Л. – Вы, очевидно, хотите вернуться к случаю, к скрещивающимся в истории миллиардам цепей причинности. Неуклонная линия политического прогресса именно в том и заключается, что цепи причинности у огромных групп людей действуют в одном направлении, – в том, по какому их толкают их интересы.

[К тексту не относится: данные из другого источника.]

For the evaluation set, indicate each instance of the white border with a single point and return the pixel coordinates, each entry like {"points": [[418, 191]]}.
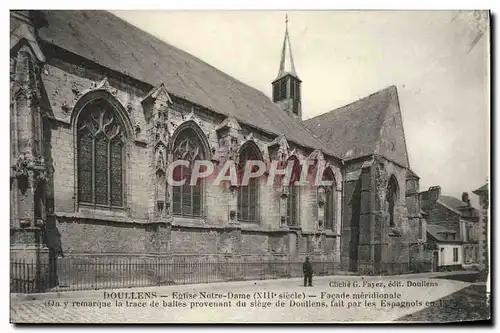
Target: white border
{"points": [[186, 4]]}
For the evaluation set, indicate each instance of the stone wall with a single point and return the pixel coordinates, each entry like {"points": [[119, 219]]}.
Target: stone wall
{"points": [[135, 229]]}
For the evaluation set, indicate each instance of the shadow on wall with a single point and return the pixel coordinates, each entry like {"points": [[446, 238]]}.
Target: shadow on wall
{"points": [[355, 205]]}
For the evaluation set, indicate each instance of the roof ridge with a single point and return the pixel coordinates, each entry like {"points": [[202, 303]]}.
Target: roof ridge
{"points": [[189, 55], [354, 102]]}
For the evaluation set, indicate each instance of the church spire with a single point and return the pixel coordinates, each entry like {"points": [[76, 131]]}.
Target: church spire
{"points": [[286, 87], [286, 65]]}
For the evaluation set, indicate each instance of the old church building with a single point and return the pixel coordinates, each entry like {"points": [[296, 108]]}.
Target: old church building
{"points": [[100, 108]]}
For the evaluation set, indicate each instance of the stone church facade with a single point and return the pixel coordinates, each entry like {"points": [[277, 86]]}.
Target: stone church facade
{"points": [[99, 109]]}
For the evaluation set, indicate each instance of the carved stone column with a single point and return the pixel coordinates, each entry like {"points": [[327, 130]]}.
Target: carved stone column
{"points": [[27, 164]]}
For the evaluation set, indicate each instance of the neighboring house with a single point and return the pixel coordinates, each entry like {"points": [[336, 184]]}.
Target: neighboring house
{"points": [[483, 259], [447, 246], [455, 218], [100, 108]]}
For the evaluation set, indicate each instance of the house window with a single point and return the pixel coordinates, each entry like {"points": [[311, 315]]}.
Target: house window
{"points": [[292, 209], [100, 154], [392, 195], [187, 199], [330, 200], [248, 195], [455, 254]]}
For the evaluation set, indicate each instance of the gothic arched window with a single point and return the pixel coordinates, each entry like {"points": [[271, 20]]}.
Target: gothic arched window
{"points": [[292, 208], [392, 196], [248, 195], [187, 199], [100, 155], [330, 200]]}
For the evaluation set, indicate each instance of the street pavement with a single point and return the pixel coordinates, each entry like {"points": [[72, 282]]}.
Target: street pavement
{"points": [[329, 300]]}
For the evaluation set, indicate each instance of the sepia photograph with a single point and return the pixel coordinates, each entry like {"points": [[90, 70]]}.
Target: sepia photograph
{"points": [[249, 166]]}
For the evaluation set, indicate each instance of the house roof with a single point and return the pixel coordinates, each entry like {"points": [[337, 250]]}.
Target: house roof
{"points": [[452, 202], [355, 130], [458, 206], [437, 231], [482, 189], [118, 45]]}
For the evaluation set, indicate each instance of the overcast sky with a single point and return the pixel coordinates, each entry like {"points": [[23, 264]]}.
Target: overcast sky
{"points": [[440, 73]]}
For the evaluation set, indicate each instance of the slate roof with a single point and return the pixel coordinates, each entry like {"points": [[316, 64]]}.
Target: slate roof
{"points": [[436, 232], [452, 202], [458, 206], [482, 189], [354, 130], [118, 45]]}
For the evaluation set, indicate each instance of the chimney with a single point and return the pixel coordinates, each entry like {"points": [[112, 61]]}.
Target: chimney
{"points": [[434, 193]]}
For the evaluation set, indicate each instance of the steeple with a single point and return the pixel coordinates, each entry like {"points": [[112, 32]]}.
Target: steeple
{"points": [[286, 87], [286, 65]]}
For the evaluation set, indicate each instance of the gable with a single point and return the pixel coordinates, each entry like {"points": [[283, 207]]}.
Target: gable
{"points": [[365, 127], [391, 141], [111, 42]]}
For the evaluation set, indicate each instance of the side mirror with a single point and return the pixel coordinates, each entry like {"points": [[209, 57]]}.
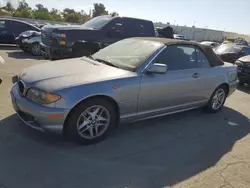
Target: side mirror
{"points": [[114, 33], [157, 68]]}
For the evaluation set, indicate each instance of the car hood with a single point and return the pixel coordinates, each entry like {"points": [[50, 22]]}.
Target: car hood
{"points": [[70, 72], [56, 28], [245, 58]]}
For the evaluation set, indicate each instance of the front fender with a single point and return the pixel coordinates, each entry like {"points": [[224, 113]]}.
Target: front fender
{"points": [[36, 39], [126, 95]]}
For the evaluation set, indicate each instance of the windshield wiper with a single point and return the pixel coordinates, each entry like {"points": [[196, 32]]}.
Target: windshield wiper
{"points": [[106, 62]]}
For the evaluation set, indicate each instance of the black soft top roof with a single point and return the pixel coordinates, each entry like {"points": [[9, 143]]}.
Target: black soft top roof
{"points": [[213, 59]]}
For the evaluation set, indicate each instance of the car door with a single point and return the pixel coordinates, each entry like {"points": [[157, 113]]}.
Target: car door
{"points": [[176, 90], [209, 75], [113, 32], [5, 35]]}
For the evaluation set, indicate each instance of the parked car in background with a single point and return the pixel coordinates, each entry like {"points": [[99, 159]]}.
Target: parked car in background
{"points": [[231, 52], [74, 41], [130, 80], [240, 41], [211, 44], [243, 64], [167, 32], [181, 37], [29, 41], [10, 29]]}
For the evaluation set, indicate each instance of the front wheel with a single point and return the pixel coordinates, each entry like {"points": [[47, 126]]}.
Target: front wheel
{"points": [[217, 99], [36, 49], [91, 121]]}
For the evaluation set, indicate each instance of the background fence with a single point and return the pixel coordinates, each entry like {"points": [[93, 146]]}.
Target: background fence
{"points": [[192, 33]]}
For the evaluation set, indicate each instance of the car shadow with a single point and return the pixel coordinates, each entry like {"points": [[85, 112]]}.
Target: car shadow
{"points": [[8, 47], [152, 153], [23, 55], [244, 88]]}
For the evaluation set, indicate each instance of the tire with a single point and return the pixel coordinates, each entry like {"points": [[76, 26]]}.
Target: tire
{"points": [[36, 49], [79, 128], [80, 53], [24, 49], [220, 94]]}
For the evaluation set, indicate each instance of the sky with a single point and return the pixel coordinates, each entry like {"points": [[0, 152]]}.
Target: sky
{"points": [[228, 15]]}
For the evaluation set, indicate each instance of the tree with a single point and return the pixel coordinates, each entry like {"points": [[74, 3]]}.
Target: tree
{"points": [[84, 17], [23, 5], [42, 13], [99, 9], [9, 7], [24, 13], [40, 7], [56, 15], [70, 15], [114, 14]]}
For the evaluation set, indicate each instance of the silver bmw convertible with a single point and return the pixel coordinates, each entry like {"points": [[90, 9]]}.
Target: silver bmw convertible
{"points": [[130, 80]]}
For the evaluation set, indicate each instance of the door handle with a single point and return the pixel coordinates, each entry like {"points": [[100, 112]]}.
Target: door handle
{"points": [[196, 75]]}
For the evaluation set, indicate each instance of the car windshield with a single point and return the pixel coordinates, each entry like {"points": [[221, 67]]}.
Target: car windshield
{"points": [[128, 54], [98, 22], [206, 43], [246, 50], [228, 48]]}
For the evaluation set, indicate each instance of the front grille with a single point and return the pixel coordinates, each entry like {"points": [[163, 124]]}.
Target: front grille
{"points": [[47, 38], [21, 87]]}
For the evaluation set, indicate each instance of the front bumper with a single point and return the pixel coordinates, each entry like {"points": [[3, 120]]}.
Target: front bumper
{"points": [[243, 75], [37, 116], [56, 52], [232, 87]]}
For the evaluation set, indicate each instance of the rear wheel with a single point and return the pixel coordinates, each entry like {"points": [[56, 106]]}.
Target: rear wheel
{"points": [[91, 121], [217, 99], [36, 49]]}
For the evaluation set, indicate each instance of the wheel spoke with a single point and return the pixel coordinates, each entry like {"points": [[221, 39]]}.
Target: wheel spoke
{"points": [[93, 122], [100, 118], [82, 131], [83, 124], [91, 132], [94, 113], [214, 104]]}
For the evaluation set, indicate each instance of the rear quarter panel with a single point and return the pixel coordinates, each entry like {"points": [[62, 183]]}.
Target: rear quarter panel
{"points": [[215, 76]]}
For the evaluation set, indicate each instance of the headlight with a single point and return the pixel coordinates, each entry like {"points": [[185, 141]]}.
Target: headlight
{"points": [[238, 63], [59, 35], [232, 76], [42, 97]]}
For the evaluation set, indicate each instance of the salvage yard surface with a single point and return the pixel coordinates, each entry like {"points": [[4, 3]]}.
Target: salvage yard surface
{"points": [[187, 150]]}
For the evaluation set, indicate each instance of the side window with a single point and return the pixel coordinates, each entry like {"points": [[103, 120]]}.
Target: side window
{"points": [[178, 57], [245, 51], [202, 61], [116, 30], [2, 24]]}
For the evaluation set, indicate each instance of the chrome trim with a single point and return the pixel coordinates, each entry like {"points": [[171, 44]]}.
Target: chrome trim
{"points": [[152, 58], [167, 113], [29, 123]]}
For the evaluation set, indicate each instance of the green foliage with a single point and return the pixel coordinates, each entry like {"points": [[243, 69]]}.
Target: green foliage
{"points": [[4, 13], [40, 12], [24, 13], [114, 14], [99, 9]]}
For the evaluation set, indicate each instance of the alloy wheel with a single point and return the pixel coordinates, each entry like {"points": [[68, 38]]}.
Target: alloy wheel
{"points": [[218, 99], [93, 122]]}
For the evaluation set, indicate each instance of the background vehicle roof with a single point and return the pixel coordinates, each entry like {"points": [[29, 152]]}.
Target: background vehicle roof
{"points": [[20, 21], [213, 59]]}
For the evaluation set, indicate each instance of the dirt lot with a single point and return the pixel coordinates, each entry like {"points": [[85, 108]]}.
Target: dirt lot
{"points": [[187, 150]]}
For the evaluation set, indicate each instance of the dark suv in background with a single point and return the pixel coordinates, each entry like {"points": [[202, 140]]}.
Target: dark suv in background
{"points": [[10, 29], [74, 41]]}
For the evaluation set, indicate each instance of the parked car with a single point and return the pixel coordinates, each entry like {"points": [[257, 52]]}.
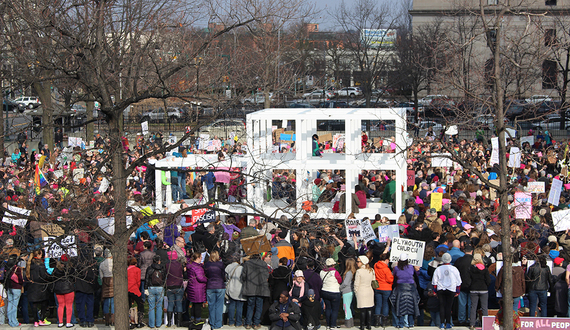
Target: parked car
{"points": [[223, 128], [538, 99], [159, 115], [10, 105], [29, 102]]}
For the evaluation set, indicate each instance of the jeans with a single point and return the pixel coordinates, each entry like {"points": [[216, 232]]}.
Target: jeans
{"points": [[346, 304], [155, 298], [534, 297], [476, 297], [84, 303], [13, 299], [235, 312], [381, 299], [254, 302], [109, 302], [215, 306], [464, 305], [175, 297], [332, 302]]}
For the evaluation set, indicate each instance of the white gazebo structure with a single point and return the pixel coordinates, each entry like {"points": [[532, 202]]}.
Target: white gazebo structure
{"points": [[263, 158]]}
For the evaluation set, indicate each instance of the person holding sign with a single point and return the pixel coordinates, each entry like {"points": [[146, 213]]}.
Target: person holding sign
{"points": [[404, 297], [446, 283]]}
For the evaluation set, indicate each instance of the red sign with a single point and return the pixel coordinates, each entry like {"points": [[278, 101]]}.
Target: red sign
{"points": [[534, 323], [411, 178]]}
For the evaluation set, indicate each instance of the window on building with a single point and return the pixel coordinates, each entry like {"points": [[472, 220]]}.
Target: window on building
{"points": [[550, 37], [549, 74]]}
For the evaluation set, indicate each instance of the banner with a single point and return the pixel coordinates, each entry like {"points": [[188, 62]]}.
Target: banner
{"points": [[14, 219], [523, 205], [561, 220], [536, 187], [414, 249], [389, 231], [555, 190]]}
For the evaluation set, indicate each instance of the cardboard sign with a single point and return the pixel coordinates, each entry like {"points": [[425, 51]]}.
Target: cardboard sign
{"points": [[366, 231], [411, 178], [436, 201], [561, 220], [555, 190], [55, 247], [536, 187], [14, 219], [389, 231], [414, 249], [523, 205]]}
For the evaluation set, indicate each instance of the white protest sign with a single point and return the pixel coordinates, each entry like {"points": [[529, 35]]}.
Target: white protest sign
{"points": [[389, 231], [561, 220], [14, 219], [144, 126], [108, 224], [515, 157], [536, 187], [366, 231], [55, 247], [555, 190], [414, 249], [441, 160]]}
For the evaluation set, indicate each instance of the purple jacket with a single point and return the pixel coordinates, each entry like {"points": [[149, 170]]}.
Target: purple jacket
{"points": [[215, 274], [196, 289], [174, 274], [170, 234]]}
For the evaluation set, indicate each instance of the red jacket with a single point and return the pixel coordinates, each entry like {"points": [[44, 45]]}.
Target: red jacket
{"points": [[134, 276], [383, 276]]}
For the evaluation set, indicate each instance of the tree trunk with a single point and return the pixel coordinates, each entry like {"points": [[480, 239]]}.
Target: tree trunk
{"points": [[44, 92], [121, 237]]}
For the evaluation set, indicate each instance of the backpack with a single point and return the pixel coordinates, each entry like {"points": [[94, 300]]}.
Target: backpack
{"points": [[157, 278]]}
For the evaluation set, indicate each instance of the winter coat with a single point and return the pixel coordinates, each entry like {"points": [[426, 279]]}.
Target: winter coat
{"points": [[145, 260], [149, 276], [254, 278], [174, 274], [134, 280], [197, 281], [65, 280], [234, 285], [363, 288], [479, 279], [38, 286], [405, 300], [279, 281], [383, 276], [216, 276], [538, 278]]}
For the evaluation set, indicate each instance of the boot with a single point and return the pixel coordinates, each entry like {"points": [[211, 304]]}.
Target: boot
{"points": [[168, 319], [369, 318]]}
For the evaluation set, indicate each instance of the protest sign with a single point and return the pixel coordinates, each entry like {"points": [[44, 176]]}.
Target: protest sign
{"points": [[14, 219], [523, 205], [389, 231], [555, 190], [561, 220], [436, 201], [411, 178], [536, 187], [366, 231], [55, 247], [414, 249], [441, 160], [144, 126]]}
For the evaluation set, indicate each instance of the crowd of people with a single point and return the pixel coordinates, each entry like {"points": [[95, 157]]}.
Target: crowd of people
{"points": [[312, 273]]}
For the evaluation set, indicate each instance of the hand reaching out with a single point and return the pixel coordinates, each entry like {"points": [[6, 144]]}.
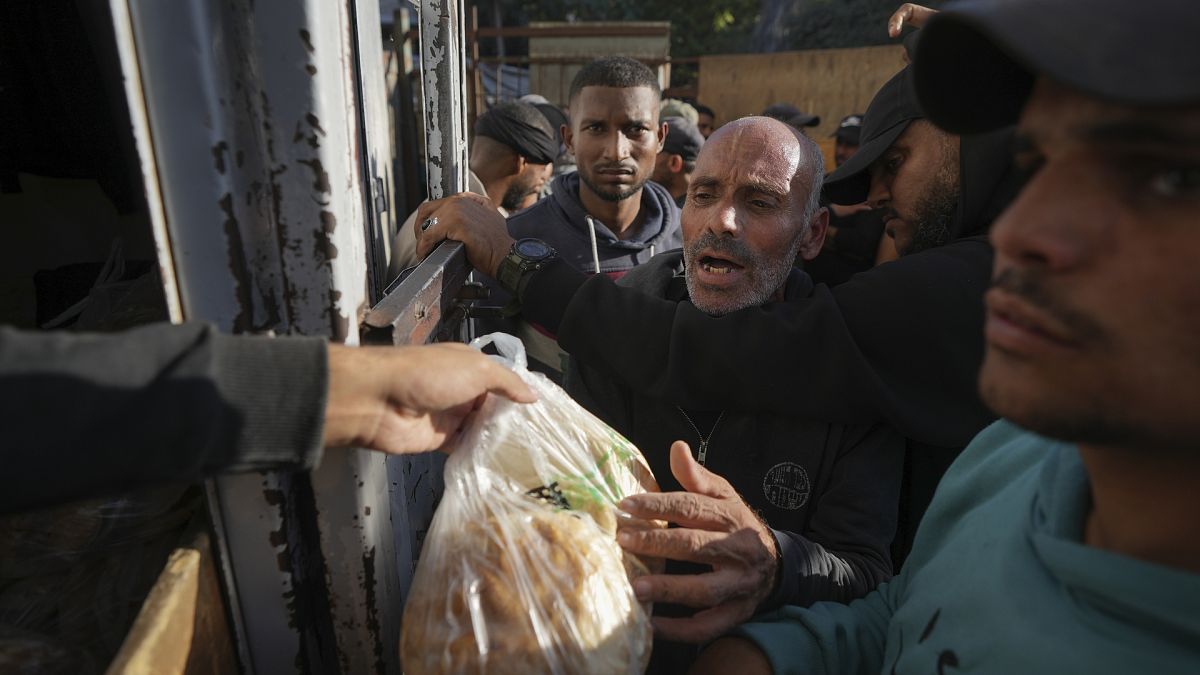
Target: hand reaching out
{"points": [[714, 527], [405, 400]]}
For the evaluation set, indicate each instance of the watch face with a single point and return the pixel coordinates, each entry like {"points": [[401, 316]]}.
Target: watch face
{"points": [[533, 249]]}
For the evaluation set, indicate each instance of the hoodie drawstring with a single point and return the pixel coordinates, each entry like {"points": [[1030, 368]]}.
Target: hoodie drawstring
{"points": [[595, 251]]}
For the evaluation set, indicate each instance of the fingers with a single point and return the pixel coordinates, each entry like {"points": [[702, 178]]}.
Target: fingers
{"points": [[684, 509], [706, 547], [691, 590], [694, 477]]}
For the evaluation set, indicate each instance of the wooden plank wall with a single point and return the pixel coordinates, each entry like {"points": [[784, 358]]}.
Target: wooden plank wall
{"points": [[553, 79], [831, 83]]}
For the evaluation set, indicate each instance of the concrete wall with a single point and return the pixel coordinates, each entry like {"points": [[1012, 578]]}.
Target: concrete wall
{"points": [[831, 83], [553, 81]]}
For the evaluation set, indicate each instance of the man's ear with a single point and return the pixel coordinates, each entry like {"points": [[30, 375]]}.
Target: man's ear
{"points": [[819, 225], [568, 137]]}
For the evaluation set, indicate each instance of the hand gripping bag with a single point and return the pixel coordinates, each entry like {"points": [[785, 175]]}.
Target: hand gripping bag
{"points": [[521, 572]]}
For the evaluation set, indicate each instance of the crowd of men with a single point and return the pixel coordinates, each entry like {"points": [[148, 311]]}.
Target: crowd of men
{"points": [[1029, 348]]}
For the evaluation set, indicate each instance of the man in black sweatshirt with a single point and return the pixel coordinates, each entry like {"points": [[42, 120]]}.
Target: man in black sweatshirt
{"points": [[797, 511], [899, 344], [607, 216]]}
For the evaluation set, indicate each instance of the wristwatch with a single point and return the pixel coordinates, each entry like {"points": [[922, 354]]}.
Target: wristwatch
{"points": [[526, 257]]}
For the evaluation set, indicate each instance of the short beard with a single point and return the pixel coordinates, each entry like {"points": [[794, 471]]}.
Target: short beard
{"points": [[936, 210], [772, 273], [607, 196]]}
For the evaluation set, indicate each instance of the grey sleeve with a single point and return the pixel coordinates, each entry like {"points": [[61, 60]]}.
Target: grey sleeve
{"points": [[84, 414]]}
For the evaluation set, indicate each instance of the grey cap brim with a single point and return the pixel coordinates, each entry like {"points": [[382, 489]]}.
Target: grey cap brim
{"points": [[851, 181]]}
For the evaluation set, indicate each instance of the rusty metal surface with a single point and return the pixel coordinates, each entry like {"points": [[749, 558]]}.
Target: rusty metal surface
{"points": [[264, 138], [414, 311]]}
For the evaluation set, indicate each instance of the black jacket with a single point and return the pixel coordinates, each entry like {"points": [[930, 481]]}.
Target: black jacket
{"points": [[828, 491], [88, 414], [899, 344]]}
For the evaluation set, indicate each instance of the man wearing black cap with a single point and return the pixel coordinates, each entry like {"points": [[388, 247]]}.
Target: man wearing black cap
{"points": [[856, 240], [1065, 539], [898, 344], [510, 159], [609, 216], [675, 163]]}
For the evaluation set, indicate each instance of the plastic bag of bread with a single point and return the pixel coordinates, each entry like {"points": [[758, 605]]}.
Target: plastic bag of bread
{"points": [[521, 571]]}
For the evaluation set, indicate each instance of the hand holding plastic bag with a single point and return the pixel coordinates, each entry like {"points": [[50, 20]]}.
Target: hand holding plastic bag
{"points": [[521, 571]]}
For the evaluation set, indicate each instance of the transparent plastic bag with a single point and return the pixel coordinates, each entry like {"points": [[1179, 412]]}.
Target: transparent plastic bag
{"points": [[521, 571]]}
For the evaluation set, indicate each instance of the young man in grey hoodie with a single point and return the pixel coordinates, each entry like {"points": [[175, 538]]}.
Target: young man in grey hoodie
{"points": [[607, 216]]}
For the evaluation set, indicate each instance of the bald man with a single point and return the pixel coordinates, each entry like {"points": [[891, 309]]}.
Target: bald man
{"points": [[795, 511]]}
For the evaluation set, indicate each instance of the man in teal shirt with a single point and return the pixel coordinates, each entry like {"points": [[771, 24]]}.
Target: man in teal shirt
{"points": [[1066, 538]]}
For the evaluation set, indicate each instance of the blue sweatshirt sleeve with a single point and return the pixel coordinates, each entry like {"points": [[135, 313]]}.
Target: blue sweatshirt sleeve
{"points": [[827, 638]]}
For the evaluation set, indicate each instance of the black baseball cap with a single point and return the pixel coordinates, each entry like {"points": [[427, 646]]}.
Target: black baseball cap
{"points": [[891, 112], [683, 138], [977, 60]]}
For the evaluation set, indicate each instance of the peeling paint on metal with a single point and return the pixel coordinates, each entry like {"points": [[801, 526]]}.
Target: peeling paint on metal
{"points": [[219, 153], [321, 178], [369, 583], [315, 123], [237, 262]]}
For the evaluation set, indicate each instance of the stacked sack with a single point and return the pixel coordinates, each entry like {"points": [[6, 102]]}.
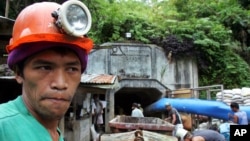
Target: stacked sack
{"points": [[246, 96], [240, 96]]}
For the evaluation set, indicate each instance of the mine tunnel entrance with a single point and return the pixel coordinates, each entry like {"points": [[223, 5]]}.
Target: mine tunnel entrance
{"points": [[126, 96]]}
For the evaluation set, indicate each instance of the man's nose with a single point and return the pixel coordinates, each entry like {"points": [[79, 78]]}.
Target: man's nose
{"points": [[60, 80]]}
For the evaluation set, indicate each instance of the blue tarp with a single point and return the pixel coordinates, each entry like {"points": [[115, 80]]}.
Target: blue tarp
{"points": [[211, 108]]}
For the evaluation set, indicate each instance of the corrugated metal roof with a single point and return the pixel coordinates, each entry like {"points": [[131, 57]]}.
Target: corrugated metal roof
{"points": [[98, 79]]}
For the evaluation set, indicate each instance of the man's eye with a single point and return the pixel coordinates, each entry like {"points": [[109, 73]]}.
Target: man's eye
{"points": [[73, 69]]}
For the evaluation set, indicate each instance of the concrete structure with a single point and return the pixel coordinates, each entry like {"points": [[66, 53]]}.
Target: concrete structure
{"points": [[145, 74]]}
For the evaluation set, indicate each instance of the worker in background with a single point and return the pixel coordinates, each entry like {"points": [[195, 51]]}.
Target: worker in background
{"points": [[238, 116], [199, 135], [48, 63], [173, 117], [139, 106], [135, 111]]}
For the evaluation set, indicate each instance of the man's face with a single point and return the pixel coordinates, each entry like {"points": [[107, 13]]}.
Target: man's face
{"points": [[168, 108], [233, 109], [49, 83]]}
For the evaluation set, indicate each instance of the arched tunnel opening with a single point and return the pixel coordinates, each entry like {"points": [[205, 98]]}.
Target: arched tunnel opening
{"points": [[126, 96]]}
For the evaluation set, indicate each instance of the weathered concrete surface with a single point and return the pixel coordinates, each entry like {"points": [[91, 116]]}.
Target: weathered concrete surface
{"points": [[130, 61]]}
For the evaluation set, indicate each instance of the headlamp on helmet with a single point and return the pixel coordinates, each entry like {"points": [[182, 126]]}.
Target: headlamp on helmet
{"points": [[73, 18]]}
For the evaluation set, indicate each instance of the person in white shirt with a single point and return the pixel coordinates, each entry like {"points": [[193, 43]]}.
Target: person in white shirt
{"points": [[136, 112]]}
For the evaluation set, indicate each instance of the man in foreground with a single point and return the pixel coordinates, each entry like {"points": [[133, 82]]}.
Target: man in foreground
{"points": [[48, 64]]}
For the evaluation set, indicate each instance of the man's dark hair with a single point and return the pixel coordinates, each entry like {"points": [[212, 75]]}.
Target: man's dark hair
{"points": [[135, 105], [234, 105]]}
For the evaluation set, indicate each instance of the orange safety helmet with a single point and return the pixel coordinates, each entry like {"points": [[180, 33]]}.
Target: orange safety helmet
{"points": [[35, 30]]}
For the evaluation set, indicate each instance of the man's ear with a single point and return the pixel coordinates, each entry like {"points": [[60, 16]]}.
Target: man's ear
{"points": [[19, 79]]}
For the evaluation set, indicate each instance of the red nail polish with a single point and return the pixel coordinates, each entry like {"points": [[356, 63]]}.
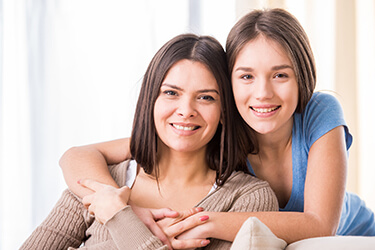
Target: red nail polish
{"points": [[204, 218]]}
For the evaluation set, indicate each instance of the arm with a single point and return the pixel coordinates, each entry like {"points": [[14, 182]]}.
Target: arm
{"points": [[64, 227], [91, 161], [324, 192], [110, 207]]}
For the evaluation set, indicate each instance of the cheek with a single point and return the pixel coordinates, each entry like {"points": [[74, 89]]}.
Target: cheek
{"points": [[241, 95]]}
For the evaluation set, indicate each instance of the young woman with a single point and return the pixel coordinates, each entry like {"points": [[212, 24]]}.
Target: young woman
{"points": [[302, 139], [184, 151]]}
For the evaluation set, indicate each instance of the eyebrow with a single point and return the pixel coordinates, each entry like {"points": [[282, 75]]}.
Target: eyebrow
{"points": [[277, 67], [199, 91]]}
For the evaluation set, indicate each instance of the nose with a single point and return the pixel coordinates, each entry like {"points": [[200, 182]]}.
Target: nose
{"points": [[263, 89], [187, 108]]}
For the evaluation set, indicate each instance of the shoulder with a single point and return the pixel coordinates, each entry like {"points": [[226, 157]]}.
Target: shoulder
{"points": [[249, 193], [121, 170], [241, 182], [322, 102]]}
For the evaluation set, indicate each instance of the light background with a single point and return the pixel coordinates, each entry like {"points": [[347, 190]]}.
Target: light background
{"points": [[71, 71]]}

А. – В это надо внести две поправки. Люди руководятся интересами в много меньшей мере, чем страстями. Да и общие интересы их толкают далеко не всегда в одну сторону... У нас есть обидное слово «ренегат». Мы называем ренегатами людей вроде, скажем, Льва Тихомирова или Дорио. Но не будем скрывать от себя, в самой идее всемогущего общего избирательного права есть в какой-то затаенной доле призыв к ренегатству: каждые четыре года рядовому человеку предлагается изменить убеждения.
Л. – Если американский народ значительным большинством голосов в 1948 году высказывается за демократов, а в 1952 году за республиканцев, тут ни малейшего «ренегатства» нет: он беспристрастно расценивает дела и обещания тех и других.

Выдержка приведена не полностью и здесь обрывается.